Sofern die aktuelleste Browser-Version aufgespielt ist, nach Update der Flashversion, aktuellem Java-Paket usw. die Probleme weiter bestehen, auch hier: erstmal das aktuelle Firefox-Profil löschen und ein neues anlegen (> *Profilmanager*).

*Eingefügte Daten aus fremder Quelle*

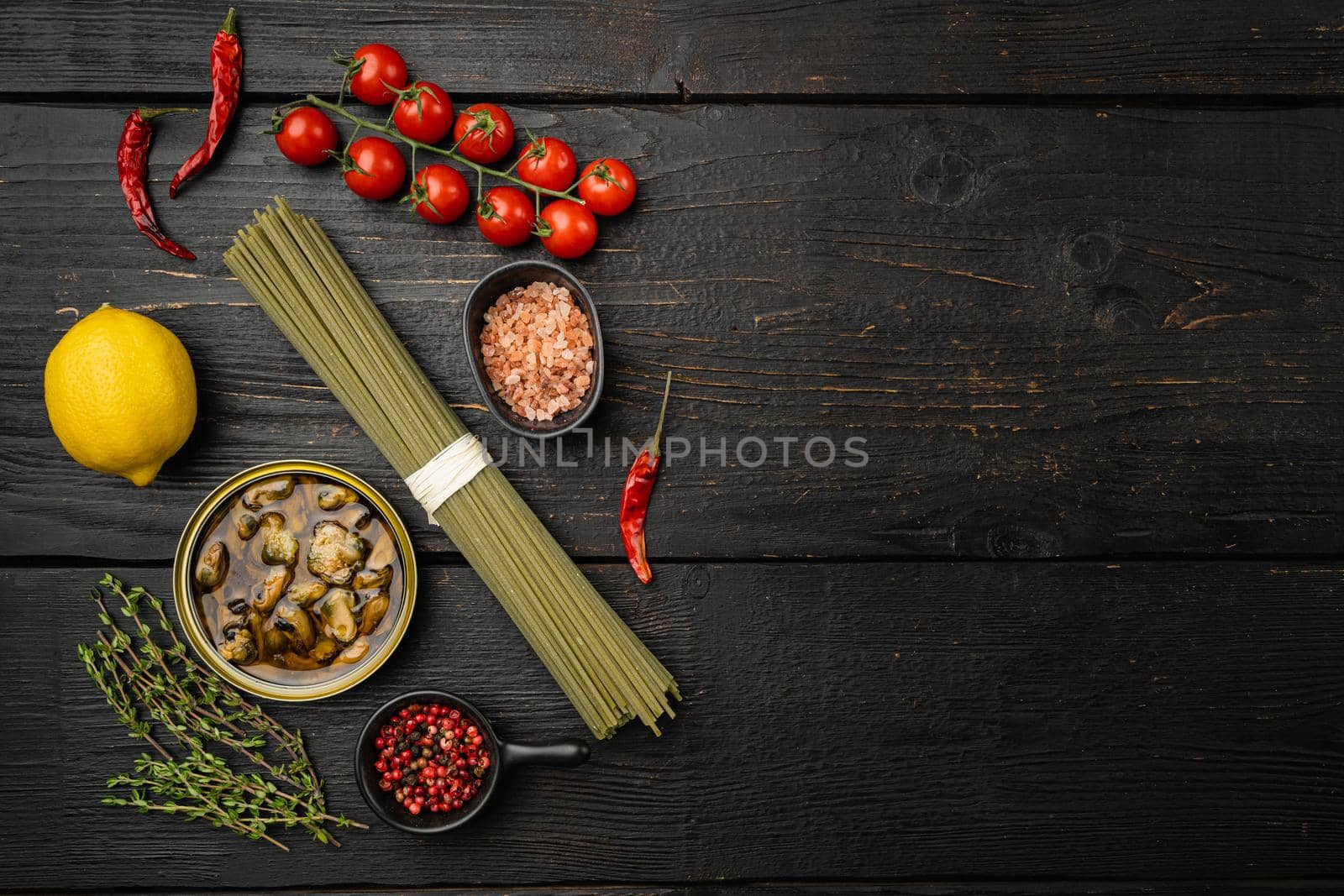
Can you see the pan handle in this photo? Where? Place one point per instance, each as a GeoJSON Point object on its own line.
{"type": "Point", "coordinates": [562, 752]}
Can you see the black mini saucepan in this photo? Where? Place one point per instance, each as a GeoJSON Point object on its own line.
{"type": "Point", "coordinates": [506, 757]}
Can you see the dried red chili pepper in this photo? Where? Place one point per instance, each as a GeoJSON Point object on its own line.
{"type": "Point", "coordinates": [635, 497]}
{"type": "Point", "coordinates": [132, 170]}
{"type": "Point", "coordinates": [226, 74]}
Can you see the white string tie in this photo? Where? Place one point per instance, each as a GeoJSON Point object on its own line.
{"type": "Point", "coordinates": [447, 472]}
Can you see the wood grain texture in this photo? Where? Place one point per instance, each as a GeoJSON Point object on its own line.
{"type": "Point", "coordinates": [983, 888]}
{"type": "Point", "coordinates": [842, 721]}
{"type": "Point", "coordinates": [1062, 332]}
{"type": "Point", "coordinates": [648, 49]}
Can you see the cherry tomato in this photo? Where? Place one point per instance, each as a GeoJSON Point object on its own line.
{"type": "Point", "coordinates": [606, 186]}
{"type": "Point", "coordinates": [548, 163]}
{"type": "Point", "coordinates": [381, 74]}
{"type": "Point", "coordinates": [307, 136]}
{"type": "Point", "coordinates": [568, 228]}
{"type": "Point", "coordinates": [378, 170]}
{"type": "Point", "coordinates": [440, 194]}
{"type": "Point", "coordinates": [506, 217]}
{"type": "Point", "coordinates": [427, 117]}
{"type": "Point", "coordinates": [484, 134]}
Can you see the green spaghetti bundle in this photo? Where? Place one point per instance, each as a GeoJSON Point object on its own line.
{"type": "Point", "coordinates": [299, 278]}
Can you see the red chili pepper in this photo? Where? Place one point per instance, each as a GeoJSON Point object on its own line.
{"type": "Point", "coordinates": [635, 497]}
{"type": "Point", "coordinates": [226, 73]}
{"type": "Point", "coordinates": [132, 170]}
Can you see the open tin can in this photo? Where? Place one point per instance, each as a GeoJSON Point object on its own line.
{"type": "Point", "coordinates": [202, 610]}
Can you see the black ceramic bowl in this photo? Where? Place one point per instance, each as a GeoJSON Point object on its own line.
{"type": "Point", "coordinates": [504, 757]}
{"type": "Point", "coordinates": [486, 293]}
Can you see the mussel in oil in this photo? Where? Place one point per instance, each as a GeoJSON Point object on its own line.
{"type": "Point", "coordinates": [297, 625]}
{"type": "Point", "coordinates": [307, 594]}
{"type": "Point", "coordinates": [367, 579]}
{"type": "Point", "coordinates": [279, 546]}
{"type": "Point", "coordinates": [269, 492]}
{"type": "Point", "coordinates": [293, 622]}
{"type": "Point", "coordinates": [335, 553]}
{"type": "Point", "coordinates": [213, 566]}
{"type": "Point", "coordinates": [355, 652]}
{"type": "Point", "coordinates": [273, 589]}
{"type": "Point", "coordinates": [338, 616]}
{"type": "Point", "coordinates": [239, 647]}
{"type": "Point", "coordinates": [324, 649]}
{"type": "Point", "coordinates": [333, 497]}
{"type": "Point", "coordinates": [373, 611]}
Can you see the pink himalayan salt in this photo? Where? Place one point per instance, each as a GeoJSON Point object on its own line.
{"type": "Point", "coordinates": [538, 351]}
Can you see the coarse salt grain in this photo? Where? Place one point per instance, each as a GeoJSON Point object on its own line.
{"type": "Point", "coordinates": [538, 351]}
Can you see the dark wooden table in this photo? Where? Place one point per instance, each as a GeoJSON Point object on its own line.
{"type": "Point", "coordinates": [1072, 270]}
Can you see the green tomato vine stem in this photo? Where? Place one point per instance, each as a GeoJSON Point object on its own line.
{"type": "Point", "coordinates": [448, 154]}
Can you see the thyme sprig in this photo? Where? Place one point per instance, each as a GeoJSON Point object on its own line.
{"type": "Point", "coordinates": [159, 688]}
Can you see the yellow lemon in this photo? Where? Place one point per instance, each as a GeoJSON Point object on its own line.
{"type": "Point", "coordinates": [121, 396]}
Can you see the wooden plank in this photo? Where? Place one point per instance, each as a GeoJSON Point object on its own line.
{"type": "Point", "coordinates": [1061, 333]}
{"type": "Point", "coordinates": [664, 49]}
{"type": "Point", "coordinates": [842, 721]}
{"type": "Point", "coordinates": [980, 888]}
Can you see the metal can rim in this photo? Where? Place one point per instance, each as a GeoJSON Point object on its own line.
{"type": "Point", "coordinates": [202, 642]}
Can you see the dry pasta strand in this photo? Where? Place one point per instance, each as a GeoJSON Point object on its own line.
{"type": "Point", "coordinates": [299, 278]}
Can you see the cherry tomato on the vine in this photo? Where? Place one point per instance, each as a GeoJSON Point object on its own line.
{"type": "Point", "coordinates": [440, 194]}
{"type": "Point", "coordinates": [606, 186]}
{"type": "Point", "coordinates": [484, 134]}
{"type": "Point", "coordinates": [568, 228]}
{"type": "Point", "coordinates": [380, 76]}
{"type": "Point", "coordinates": [307, 136]}
{"type": "Point", "coordinates": [425, 113]}
{"type": "Point", "coordinates": [506, 217]}
{"type": "Point", "coordinates": [548, 163]}
{"type": "Point", "coordinates": [375, 168]}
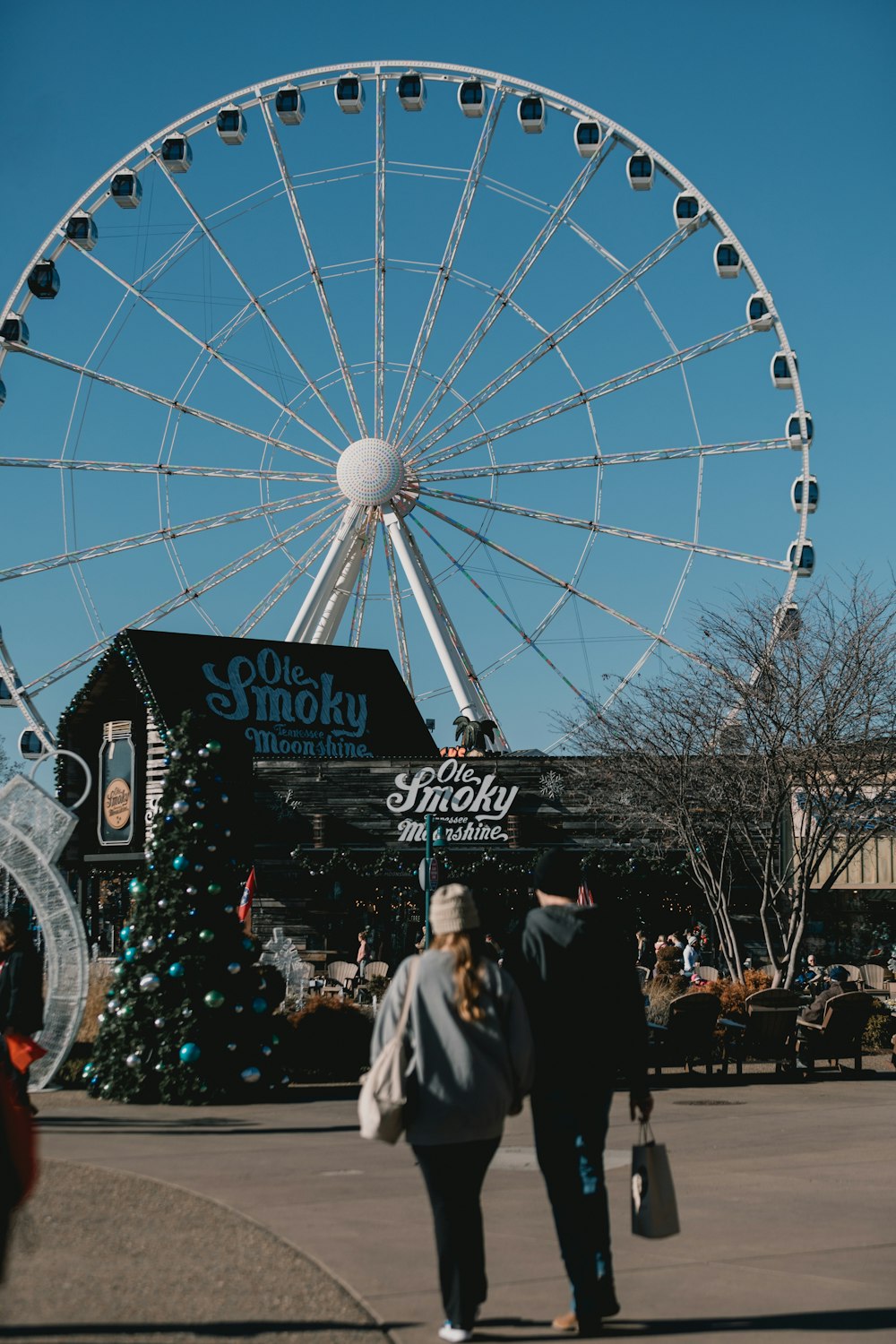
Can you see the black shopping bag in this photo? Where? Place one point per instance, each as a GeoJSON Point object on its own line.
{"type": "Point", "coordinates": [653, 1193]}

Wahrscheinlich mal wieder zu viele Toolbars am LAUFEN, wie?


----------



## Solaris1000 (18. August 2010)

Hallo,

eigentlich nicht.

Habe Windows 7 Premium.

Virenschutz ist Avast Free Edition.Windows Updates sind auch auf dem neuesten Stand.

Flash auch.

Firefox ist die version 3.6.8.

Die einzigen Addons die ich habe sind der Downloadhelper für Internet Videos und Fox Tap.


----------



## lord-elveon (21. August 2010)

Ich glaub Flash hat nen getrennten Cache/Cookies... Hast du den auch mal geleert?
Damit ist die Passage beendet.